The first block looks fine in my opinion, if this includes squashing all their left overs that should have been fixed pre-release.
The other two concern me though. One new map for each 3v3 and 4v4? No big map package? Team colors are apparently such a large update that they can't exchange them in an instant? Camera Zoom changes as well? What is this?
Block 3 is even more absurd. What is an "invite flow"? All they need is to pull the friends list from Steam, add an invite button, create a popup message with two buttons for the invited player and make him join the lobby if he pressed join. Why is this "scouting"? Thousands of games on Steam managed to this, Relic however needs to figure out how it works.
Most concerning is the expansion (which I understand as some type of paid DLC, i.e. something like the theatre of war missions, a new campaign or a new faction. Maybe they mean new battlegroups, who knows). This means two things to me:
1. Either the time horizon of the "scouting" is half a year away. That would be a normal time frame for releasing larger DLCs, but this also begs the question why all the other stuff in the first two blocks need half a year to be implemented.
2. All time frames are shorter and the expansion will be released in 2-3 months. This way, the first two blocks would be "okay"-ish. This in turn shows that Relic does not have their priorities right. They should have put all people on fixing the current game, yet they appear to already set them aside for monetizable content.

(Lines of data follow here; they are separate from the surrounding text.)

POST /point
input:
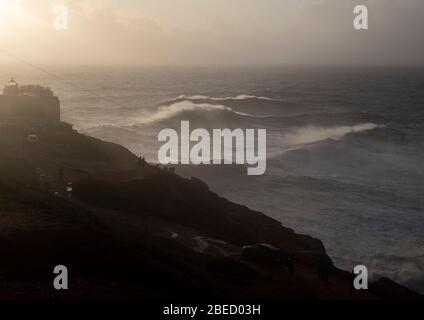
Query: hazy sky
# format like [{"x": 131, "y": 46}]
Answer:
[{"x": 213, "y": 32}]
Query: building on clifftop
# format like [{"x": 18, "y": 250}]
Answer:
[{"x": 29, "y": 106}]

Regarding using player numbers to judge CoH3's success (with all the caveats associated with that approach), I have to correct myself. There still is a noticeable outflow of players. One month after launch, CoH3 currently has a good quarter of the players at release left. CoH2 needed two months to reach that mark and then continued to lose another 20% from that point onward, which was the low point of CoH2.
For CoH3, when comparing yesterday to the Monday a week ago, as well as the current players right now to a week ago, there's another 2k missing that might very well translate to the next days. CoH3 might very soon reach the same state that was the low point for CoH2 (in percentage of the players at launch), but much sooner after launch and it does not look like the game has reached the bottom yet.
CoH3 does a bad job at retaining players. And this is despite many here claiming that the launch state regarding stability and performance were much better, the core gameplay being much better, more factions, even a campaign that is supposed to offer higher replayability. All this should slow the efflux down considerably, but is doesn't.
I have no idea what Relic is doing. I couldn't find any info on the forums. Just some smaller patches and hotfixes, but no big steps forward. Neither the most embarrassing smaller issues like missing descriptions and wrong icons have being fixed, nor some major progress towards design issues as far as I can tell. They had a roadmap for the postponed launch in November and further reveals. So where's the roadmap now? They even had an extra beta with feedback in between to get a better idea of what needs fixing. Where is their idea and strategy for their newest game of their biggest franchise?
At the very best, Relic is just horrible and communicating but fixing stuff under the hood. At the very worst they are bargaining already with Sega how much will be invested into CoH3 and define some mile stones for further support. It would be a very bad outlook for the game and community, but it has been almost a month after launch. There should be info out there. But there is not, or did I miss something?
EDIT:
Last part is probably a bit overly pessimistic, especially looking at DoW3's player drop. Still, CoH3 has less players than a healthy game should and so far Relic has not signalled proper support since the game launched.